Essa é uma pergunta, que pode ter resposta afirmativa, pelo menos para alguns.

Esse olhar é o que este colunista quer debater hoje, no lugar de comentar, especificamente, expressões da Língua Portuguesa, em toda a sua dimensão linguística. A linguagem aqui usada substitui, por um instante, o modus operandi tradicional deste sítio.

O viés de agora traz o prisma do momento, em virtude do falecimento do nosso grandioso ator, artista dos palcos e grande intérprete da nossa Literatura, Tarcísio Meira, haja vista os mais variados papéis que levou a cabo durante décadas e os dissecou com maestria.

Antes de comparar nosso baluarte com o inglês, lembremos que em nosso País temos e tivemos outros mestres da Literatura Teatral, que seja chamada Dramaturgia.

Não sei todos os nomes, mas me lembram Oduvaldo Vianna Filho, Luís Carlos Martins Pena (nosso autor teatral pioneiro, cuja obra que o consagrou foi O juiz de paz na roça), Joracy Schafflor Camargo (Deus lhe pague), Pedro Bloch (autor do monólogo As Mãos de Eurídice, que seria sua obra-prima, e não pode ser esquecida, deixando de reencená-la, o que seria grande perda e lacuna imperdoável) e outros nomes.

A citação desses talentos memoráveis tem o mérito de relembrar nossa plêiade de atores e atrizes no mundo do teatro, e até grandes escritores poderiam fazer parte desse rol, uma vez que deixaram obras de valor múltiplo: tanto são do Teatro como da Literatura em si. Ninguém deve negar os valores literários de Monteiro Lobato, Jorge Amado (Tieta do Agreste), Lima Barreto, Menotti del Picchia, Euclides da Cunha, Mário de Andrade, Oswald de Andrade, e até as nossas mestras Clarice Lispector e Cecília Meireles.

Ainda, alguém poderia dizer que não poderiam ser esquecidos, nessa relação despretensiosa, Graciliano Ramos (Vidas Secas), João Cabral de Melo Neto (Morte e Vida Severina), Sérgio Buarque de Holanda (O homem cordial, ‘modelo’ que nos falta nos dias hodiernos) e Érico Veríssimo (Um Certo Capitão Rodrigo).

Fica registrada aqui a visão de mostrar que Tarcísio Meira (nome artístico) usou de toda a sua desenvoltura para interpretar além do texto em si; o autor da peça foca o mundo fictício, e o ator se esmera em mostrar que a ficção pode tornar-se realidade, daí a grandeza do momento teatral.
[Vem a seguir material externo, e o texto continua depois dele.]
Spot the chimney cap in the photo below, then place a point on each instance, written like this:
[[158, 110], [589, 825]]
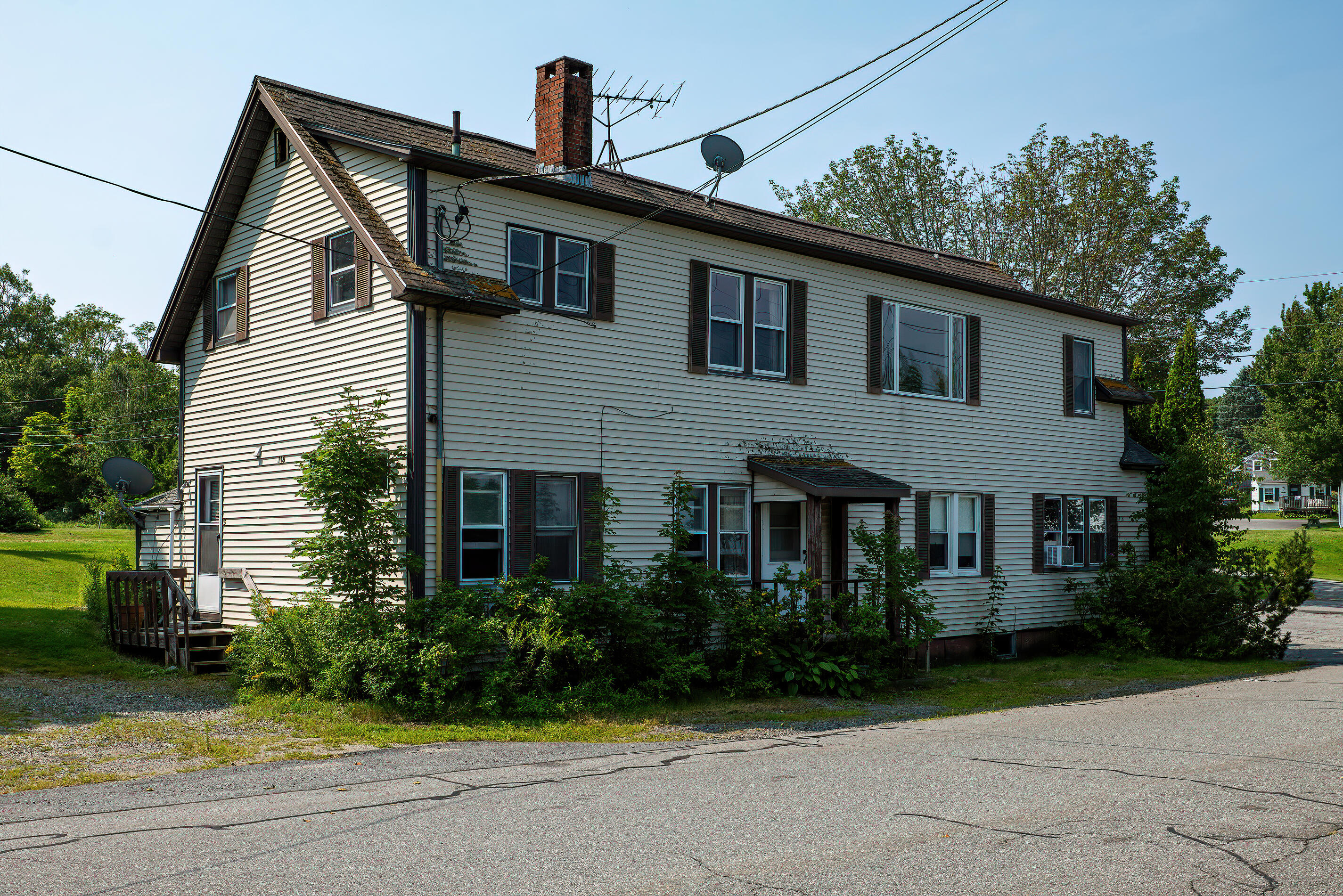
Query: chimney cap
[[585, 68]]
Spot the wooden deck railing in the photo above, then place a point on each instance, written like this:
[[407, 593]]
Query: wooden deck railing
[[149, 609]]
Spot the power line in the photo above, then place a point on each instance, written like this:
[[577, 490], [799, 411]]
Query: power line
[[1266, 280], [739, 122]]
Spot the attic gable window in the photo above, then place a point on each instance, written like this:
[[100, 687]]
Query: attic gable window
[[226, 304], [340, 273]]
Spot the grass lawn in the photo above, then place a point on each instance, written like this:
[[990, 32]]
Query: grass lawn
[[43, 628], [1327, 543]]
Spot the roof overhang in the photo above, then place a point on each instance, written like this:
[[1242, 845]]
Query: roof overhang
[[828, 479], [1118, 391]]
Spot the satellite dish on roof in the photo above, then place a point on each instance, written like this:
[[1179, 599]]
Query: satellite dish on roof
[[721, 154], [127, 477]]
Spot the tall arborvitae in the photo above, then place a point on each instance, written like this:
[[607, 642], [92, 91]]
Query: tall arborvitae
[[1182, 410]]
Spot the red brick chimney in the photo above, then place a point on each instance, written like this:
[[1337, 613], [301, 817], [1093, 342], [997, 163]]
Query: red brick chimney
[[563, 114]]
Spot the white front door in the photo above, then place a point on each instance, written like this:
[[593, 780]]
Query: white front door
[[209, 542], [783, 538]]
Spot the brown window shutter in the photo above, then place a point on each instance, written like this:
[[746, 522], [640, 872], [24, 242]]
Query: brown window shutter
[[1113, 527], [798, 332], [988, 529], [591, 537], [973, 363], [450, 565], [522, 521], [1068, 376], [875, 305], [319, 280], [241, 311], [923, 511], [363, 277], [604, 283], [207, 319], [1037, 532], [697, 359]]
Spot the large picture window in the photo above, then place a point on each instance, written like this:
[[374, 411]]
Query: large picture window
[[954, 529], [1076, 531], [550, 270], [923, 352], [483, 526], [748, 324]]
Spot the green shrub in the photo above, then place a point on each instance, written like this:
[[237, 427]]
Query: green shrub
[[18, 512]]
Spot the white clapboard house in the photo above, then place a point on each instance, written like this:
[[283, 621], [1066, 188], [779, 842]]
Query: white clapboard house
[[802, 376]]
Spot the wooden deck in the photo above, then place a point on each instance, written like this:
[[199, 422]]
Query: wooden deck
[[149, 609]]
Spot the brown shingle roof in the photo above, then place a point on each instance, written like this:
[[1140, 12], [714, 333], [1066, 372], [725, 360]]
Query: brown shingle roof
[[430, 144]]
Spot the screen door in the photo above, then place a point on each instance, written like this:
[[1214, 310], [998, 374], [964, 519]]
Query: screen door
[[209, 543]]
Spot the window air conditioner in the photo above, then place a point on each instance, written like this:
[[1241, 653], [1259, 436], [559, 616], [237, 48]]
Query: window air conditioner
[[1059, 555]]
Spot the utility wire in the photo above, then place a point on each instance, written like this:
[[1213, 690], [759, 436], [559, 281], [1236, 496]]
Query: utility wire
[[739, 122]]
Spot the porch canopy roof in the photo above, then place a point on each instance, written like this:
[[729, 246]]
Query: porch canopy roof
[[829, 479]]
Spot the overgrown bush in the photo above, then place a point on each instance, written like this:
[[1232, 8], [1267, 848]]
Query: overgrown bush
[[18, 512], [1177, 609]]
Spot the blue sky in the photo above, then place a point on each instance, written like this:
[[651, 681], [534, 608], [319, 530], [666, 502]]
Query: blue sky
[[1239, 98]]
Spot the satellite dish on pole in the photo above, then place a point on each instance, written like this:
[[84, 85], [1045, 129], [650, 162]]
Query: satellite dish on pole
[[127, 477], [721, 154]]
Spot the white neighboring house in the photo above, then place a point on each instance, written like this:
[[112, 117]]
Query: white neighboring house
[[1269, 493], [803, 378]]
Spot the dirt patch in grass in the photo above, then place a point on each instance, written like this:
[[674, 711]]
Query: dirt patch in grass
[[84, 730]]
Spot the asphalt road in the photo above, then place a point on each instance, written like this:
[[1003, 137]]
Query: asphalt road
[[1220, 789]]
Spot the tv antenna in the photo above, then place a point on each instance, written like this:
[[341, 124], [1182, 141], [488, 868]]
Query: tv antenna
[[724, 156], [625, 104]]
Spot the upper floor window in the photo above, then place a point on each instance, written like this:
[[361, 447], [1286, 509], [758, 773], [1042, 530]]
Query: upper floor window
[[748, 324], [923, 352], [340, 273], [1083, 371], [550, 270], [226, 305]]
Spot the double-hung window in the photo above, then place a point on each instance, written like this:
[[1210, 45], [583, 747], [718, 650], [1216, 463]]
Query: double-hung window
[[954, 527], [734, 531], [1076, 531], [923, 352], [340, 273], [483, 526], [558, 526], [226, 305], [1083, 384], [550, 270], [748, 324]]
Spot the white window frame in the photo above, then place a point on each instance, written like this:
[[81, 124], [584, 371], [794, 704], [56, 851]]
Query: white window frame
[[509, 264], [587, 277], [719, 531], [577, 529], [1087, 532], [953, 534], [335, 308], [756, 327], [1089, 379], [740, 323], [892, 352], [462, 526], [233, 328]]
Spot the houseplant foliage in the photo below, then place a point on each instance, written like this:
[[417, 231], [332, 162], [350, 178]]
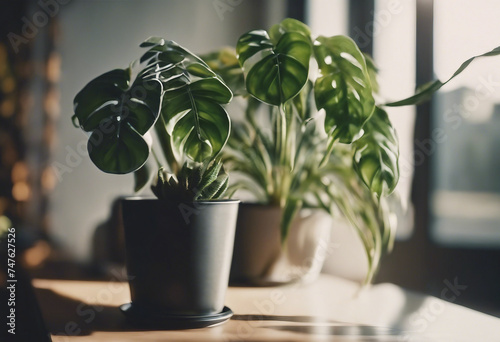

Em outros dizeres, a realidade se torna Literatura, rica em ficção, e a ficção se torna realidade, rica em literatura, vindo a se tornar Dramaturgia num campo, e Teledramaturgia em outro.

A leitura de Romeu e Julieta é empolgante, ato em que o leitor terá que fazer muitas viagens até chegar ao que o poeta, ator e  dramaturgo inglês William Shakespeare, de Stratford-upon-Avon, cidade medieval inglesa, teria tido a pretensão de dizer; a presença do espectador para ver a interpretação da mesma peça, ou de uma O Rei Lear, é mais emocionante ainda, pelas imagens de palco, pela indumentária dos atores, pela expressão facial de cada componente do elenco.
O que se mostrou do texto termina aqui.